As the substances have not been rigorously tested to ensure they are safe for humans, they are illegal to sell for human consumption, under the regulations of the Medicines Act. To get around this, suppliers often market them as bath salts, incense or plant food.

Herbal highs include substances like seeds, herbs and cacti but still have psychoactive effects. They are marketed as being natural implying they are less dangerous than other drugs; however, they are still a risk.

Being legal does not make them safe, the mental and physical effects are similar to those of cocaine, cannabis and ecstasy and can be addictive. Risks can be increased if they are also taken with alcohol or other drugs, particularly as there is little information on what is in them. 

As they are relatively new, little is known about the short- and long-term risks, especially on developing brains. Some short-term effects reported are nose bleeds, heart palpitations, changes in behaviour or personality, anxiety, paranoia, and fits. The numbers of deaths from taking Legal Highs has risen considerably over the last few years.

The Government are debating making them illegal and there is currently a temporary class drug order which means that it is illegal to import, distribute or sell the drugs, but it is not illegal to possess them for personal use.

Anyone caught dealing or making "psychoactive substances" now faces up to seven years in prison

What can I do as a parent?

Get yourself up to date with the facts, so you can talk with your child or teenager with more confidence and help them to be aware of the risks.

Be approachable and supportive; let them know they can talk to you about anything; including their experimentation or use of Legal Highs. 

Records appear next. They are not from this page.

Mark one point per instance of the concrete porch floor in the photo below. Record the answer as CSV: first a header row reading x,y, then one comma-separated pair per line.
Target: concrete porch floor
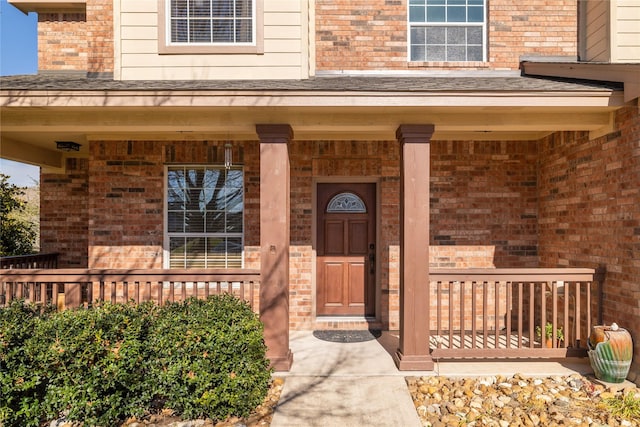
x,y
357,384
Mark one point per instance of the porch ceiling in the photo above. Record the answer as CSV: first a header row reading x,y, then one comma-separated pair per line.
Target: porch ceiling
x,y
35,115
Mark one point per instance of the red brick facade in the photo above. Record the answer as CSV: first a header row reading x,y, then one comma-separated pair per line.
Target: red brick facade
x,y
590,212
372,34
77,41
123,205
564,201
64,215
62,44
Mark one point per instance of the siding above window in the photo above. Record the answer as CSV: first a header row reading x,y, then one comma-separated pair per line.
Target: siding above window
x,y
210,26
447,30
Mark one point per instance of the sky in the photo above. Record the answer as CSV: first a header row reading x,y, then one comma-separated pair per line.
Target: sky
x,y
18,55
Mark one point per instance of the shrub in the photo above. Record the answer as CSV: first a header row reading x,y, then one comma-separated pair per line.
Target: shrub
x,y
210,358
22,382
93,359
100,366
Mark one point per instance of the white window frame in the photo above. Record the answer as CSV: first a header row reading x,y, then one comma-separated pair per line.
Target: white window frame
x,y
482,25
167,235
166,46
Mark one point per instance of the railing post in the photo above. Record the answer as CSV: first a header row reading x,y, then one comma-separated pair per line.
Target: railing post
x,y
599,277
274,241
415,311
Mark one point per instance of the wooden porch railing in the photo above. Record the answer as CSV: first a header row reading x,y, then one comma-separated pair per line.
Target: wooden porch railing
x,y
69,288
49,260
481,313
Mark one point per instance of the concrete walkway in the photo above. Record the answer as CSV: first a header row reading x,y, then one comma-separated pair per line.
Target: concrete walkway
x,y
357,384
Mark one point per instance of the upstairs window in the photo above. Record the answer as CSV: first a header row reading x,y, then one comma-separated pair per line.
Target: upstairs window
x,y
447,30
204,217
210,26
226,22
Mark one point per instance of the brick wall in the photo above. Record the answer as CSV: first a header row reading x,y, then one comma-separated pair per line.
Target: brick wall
x,y
62,44
534,27
483,209
484,193
126,201
590,213
64,215
372,34
100,36
77,41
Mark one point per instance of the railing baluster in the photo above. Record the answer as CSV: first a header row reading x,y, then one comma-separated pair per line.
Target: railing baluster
x,y
588,307
508,310
543,314
554,312
531,313
450,321
497,313
462,314
474,302
578,337
439,313
484,314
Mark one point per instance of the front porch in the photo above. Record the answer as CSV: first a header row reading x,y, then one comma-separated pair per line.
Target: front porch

Talk about drug use to your children from a young age. From about 9 years onwards, they experiment and experience peer pressure and this may include curiosity about drugs. Your conversation may simply be about setting boundaries about what is ok and not ok; as they grow older you can be more specific about different drugs. 

Help them develop strategies to manage peer pressure and keep safe. Reassure them that most young people are not taking Legal Highs or other drugs.

Advice from Ascert (a drugs charity) and PSNI

If your child has taken something and is having a bad reaction, or if you have any concerns about their physical or mental wellbeing

  • Ask them what they have taken and how much and take them to A&E.